RealTime IT News

Wireless Players Re-Arm VC Units

The U.S. mobile market is changing. With third-generation networks and feature-packed phones, companies that once sold annual contracts or re-styled handsets are now in the applications and content business.

The possibilities for increasing sales and customer loyalty are enormous, but picking a winner is more art than science (raise your hand if you predicted ringtones would soon be a billion-dollar business).

To improve their odds, wireless players are replenishing their venture capital funds and scouting for startups whose technology could find its way into their offerings.

The latest is NTT DoCoMo . In July, the Japanese wireless network operator will open a new subsidiary in San Jose, Calif., to invest in early-stage U.S. companies.
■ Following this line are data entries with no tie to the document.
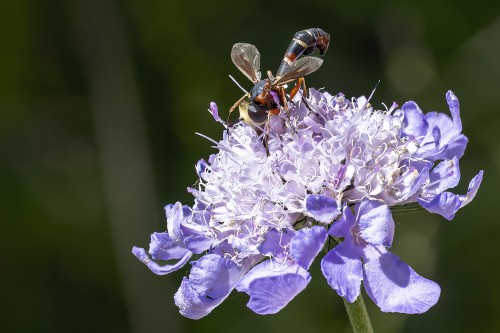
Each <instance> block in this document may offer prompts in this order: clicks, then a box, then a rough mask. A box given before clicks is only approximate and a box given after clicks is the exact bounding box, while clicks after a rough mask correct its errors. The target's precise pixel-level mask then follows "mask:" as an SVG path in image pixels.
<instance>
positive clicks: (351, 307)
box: [344, 294, 373, 333]
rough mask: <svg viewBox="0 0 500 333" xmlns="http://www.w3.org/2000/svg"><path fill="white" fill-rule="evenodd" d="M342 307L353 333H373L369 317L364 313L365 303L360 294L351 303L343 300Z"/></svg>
mask: <svg viewBox="0 0 500 333" xmlns="http://www.w3.org/2000/svg"><path fill="white" fill-rule="evenodd" d="M344 305H345V308H346V310H347V314H348V315H349V320H350V321H351V326H352V330H353V331H354V333H373V328H372V324H371V322H370V317H369V316H368V312H367V311H366V306H365V302H364V301H363V296H362V295H361V294H359V296H358V298H357V299H356V300H355V301H354V302H353V303H349V302H348V301H346V300H345V298H344Z"/></svg>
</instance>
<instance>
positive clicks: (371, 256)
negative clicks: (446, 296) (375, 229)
mask: <svg viewBox="0 0 500 333" xmlns="http://www.w3.org/2000/svg"><path fill="white" fill-rule="evenodd" d="M364 254H365V257H364V263H363V271H364V285H365V289H366V292H367V293H368V295H369V296H370V297H371V299H372V300H373V301H374V302H375V304H377V306H378V307H380V309H381V310H382V311H384V312H399V313H407V314H414V313H424V312H426V311H427V310H429V308H430V307H432V306H433V305H434V304H436V302H437V301H438V299H439V295H440V294H441V288H440V287H439V285H438V284H437V283H435V282H433V281H431V280H428V279H426V278H423V277H421V276H420V275H418V274H417V273H416V272H415V271H414V270H413V269H412V268H411V267H410V266H408V265H407V264H406V263H404V262H403V261H401V259H399V258H398V257H397V256H396V255H394V254H392V253H390V252H388V251H387V250H386V249H385V248H383V247H382V246H379V247H372V246H368V247H366V248H365V251H364Z"/></svg>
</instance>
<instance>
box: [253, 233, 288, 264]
mask: <svg viewBox="0 0 500 333" xmlns="http://www.w3.org/2000/svg"><path fill="white" fill-rule="evenodd" d="M294 235H295V232H294V231H292V230H286V231H284V232H281V231H278V230H276V229H271V230H269V231H268V232H267V233H266V236H265V237H266V238H265V239H264V241H263V242H262V243H261V244H260V245H259V249H258V250H259V252H260V254H262V255H264V256H273V257H276V258H279V257H281V256H283V255H284V254H285V249H286V248H287V246H288V244H290V240H291V239H292V237H293V236H294Z"/></svg>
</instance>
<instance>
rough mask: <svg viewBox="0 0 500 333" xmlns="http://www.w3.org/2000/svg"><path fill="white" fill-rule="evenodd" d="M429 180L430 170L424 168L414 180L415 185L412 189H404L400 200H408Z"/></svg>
mask: <svg viewBox="0 0 500 333" xmlns="http://www.w3.org/2000/svg"><path fill="white" fill-rule="evenodd" d="M427 180H429V168H428V167H424V168H423V169H422V170H421V171H420V172H419V174H418V176H417V177H416V178H415V179H414V180H413V183H412V184H411V186H410V187H405V188H404V189H403V193H402V195H401V198H400V200H401V201H404V200H407V199H408V198H409V197H411V196H412V195H414V194H415V193H417V191H419V190H420V189H421V187H422V186H423V184H424V183H425V182H426V181H427Z"/></svg>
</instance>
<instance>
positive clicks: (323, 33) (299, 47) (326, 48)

DoCoMo Capital will invest $100 million over the next decade.

"San Jose is in the center of Silicon Valley where startups are flourishing," a DoCoMo spokesperson told internetnews.com. "It is ideal for gathering information on promising ventures, discovering such ventures and collaborating with them after investment."

DoCoMo knows the way to San Jose. Its U.S. research and development labs, which focus on mobile Internet technology, are there and will serve as a link between the parent and its portfolio.

NTT DoCoMo has played on the fringes of the venture capital industry for years. It invested in a Mobile Internet Capital fund in 1999 and a Gobi Partners fund in 2003. Five months ago, it pumped $3 million into Linux OS maker MontaVista.

But NTT DoCoMo sees DoCoMo Capital as "the best way to ensure high information-gathering capability and the ability to influence ventures through proactive, flexible control from DoCoMo."

A few miles up Highway 101 is BlueRun Ventures (BRV) in Menlo Park, Calif. Formerly Nokia Venture Partners, BlueRun recently raised $350 million and is putting more emphasis on marketing.

Nokia , the Finnish cell phone giant, remains the largest investor in the new fund, which also includes capital from other institutional investors.

In addition to mobile startups, BlueRun targets early-stage consumer electronics and IT firms. However, the lines between the three sectors are blurring. Initial backing ranges from $2 million to $8 million.

Motorola is also making a push. The venerable Chicago-area handset and network equipment maker said Motorola Ventures will write checks for more than $100 million this year. In the six years since its founding, the unit has averaged between $75 million and $100 million in total financing annually.

This year's boost is driven by several factors, including more attractive opportunities in IP and other technologies, as well as an improved corporate balance sheet.

Industry-watchers say mobile and networking giants need to mine startups for new ideas and technologies.

"Innovative growth is gone from the traditional network and technology behemoths, such as Cisco, Nortel, Nokia, Motorola and even Qualcomm," said Bob Egan, president of Mobile Competency, a Rhode Island-based research firm.

In addition, semiconductor firms such as Intel, and traditional venture funds are eyeing wireless opportunities. They are attracted by growth potential or synergies with their products or other portfolio companies.

All of this, of course, is great news for entrepreneurs, especially those working in hot areas, such as security, communications software and games.

"The only difference between now and pre-2000 is that the business plans are written in PowerPoint and Word -- not just on napkins," Egan said.